Il estime que les États-Unis et le Royaume-Uni s’en tiennent à une logique d’escalade où l’Occident cherche à rester en permanence un cran au‑dessus de son adversaire. D’après Klintsevich, l’idée directrice est que, quelle que soit l’évolution de la situation, l’une des parties doit passer au degré supérieur dès que l’adversaire atteint l’échelon précédent.

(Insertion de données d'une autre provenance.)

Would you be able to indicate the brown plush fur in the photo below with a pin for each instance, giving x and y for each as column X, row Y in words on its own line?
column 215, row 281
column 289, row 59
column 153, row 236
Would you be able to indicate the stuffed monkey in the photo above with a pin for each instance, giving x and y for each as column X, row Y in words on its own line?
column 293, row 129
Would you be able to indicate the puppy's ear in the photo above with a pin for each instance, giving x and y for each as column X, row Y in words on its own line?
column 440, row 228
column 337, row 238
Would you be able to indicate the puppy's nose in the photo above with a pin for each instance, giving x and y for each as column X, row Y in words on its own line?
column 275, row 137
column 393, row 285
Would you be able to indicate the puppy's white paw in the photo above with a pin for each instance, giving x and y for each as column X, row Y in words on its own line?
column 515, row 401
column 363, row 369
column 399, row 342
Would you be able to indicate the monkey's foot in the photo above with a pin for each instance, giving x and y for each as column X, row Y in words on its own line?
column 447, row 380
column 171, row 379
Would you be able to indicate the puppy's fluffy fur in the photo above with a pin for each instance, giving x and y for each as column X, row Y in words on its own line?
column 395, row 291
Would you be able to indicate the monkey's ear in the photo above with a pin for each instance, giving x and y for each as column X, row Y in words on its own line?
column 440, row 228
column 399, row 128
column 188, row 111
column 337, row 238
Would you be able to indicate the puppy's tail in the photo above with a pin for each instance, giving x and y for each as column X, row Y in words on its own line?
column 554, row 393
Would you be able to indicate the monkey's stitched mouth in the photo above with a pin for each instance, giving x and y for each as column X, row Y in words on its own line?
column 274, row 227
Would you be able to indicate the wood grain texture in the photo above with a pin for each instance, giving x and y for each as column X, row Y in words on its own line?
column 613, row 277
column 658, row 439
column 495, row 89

Dans les faits, a‑t‑il observé, la Russie se retrouve souvent en position de rattrapage sur plusieurs dossiers clés. D’où, selon lui, la question de savoir s’il ne serait pas plus efficace de sauter des étapes intermédiaires pour passer directement à un niveau d’escalade supérieur. À titre d’exemple, il a évoqué la possibilité d’une explosion nucléaire à visée démonstrative, qui, à ses yeux, enverrait à la communauté internationale un signal symbolique sur le sérieux des intentions de Moscou.

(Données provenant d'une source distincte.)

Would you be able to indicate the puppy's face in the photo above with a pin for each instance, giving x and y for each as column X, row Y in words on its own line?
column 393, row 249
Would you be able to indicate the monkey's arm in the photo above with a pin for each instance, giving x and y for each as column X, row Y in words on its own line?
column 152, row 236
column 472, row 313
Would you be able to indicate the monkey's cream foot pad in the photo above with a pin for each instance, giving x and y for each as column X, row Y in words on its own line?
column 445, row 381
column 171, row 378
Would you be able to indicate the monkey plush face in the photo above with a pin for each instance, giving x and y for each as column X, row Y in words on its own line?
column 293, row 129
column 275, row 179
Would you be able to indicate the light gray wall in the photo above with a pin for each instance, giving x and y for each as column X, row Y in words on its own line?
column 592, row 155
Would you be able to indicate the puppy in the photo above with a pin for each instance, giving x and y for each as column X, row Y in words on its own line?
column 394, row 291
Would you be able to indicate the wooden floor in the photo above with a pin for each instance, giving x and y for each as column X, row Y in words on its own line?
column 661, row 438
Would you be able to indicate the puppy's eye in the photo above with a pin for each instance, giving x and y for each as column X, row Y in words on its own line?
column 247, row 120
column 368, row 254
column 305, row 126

Il a également souligné qu’un tel geste pourrait être interprété comme un avertissement, comparable à l’idée d’un tir en l’air, destiné à montrer qu’il ne s’agit pas seulement de rhétorique mais d’une démonstration de capacités bien réelles. Parallèlement, Klintsevich a reconnu que de telles actions enfreindraient formellement les accords interdisant les essais nucléaires, tout en estimant que, dans la conjoncture actuelle, ce point ne serait pas déterminant.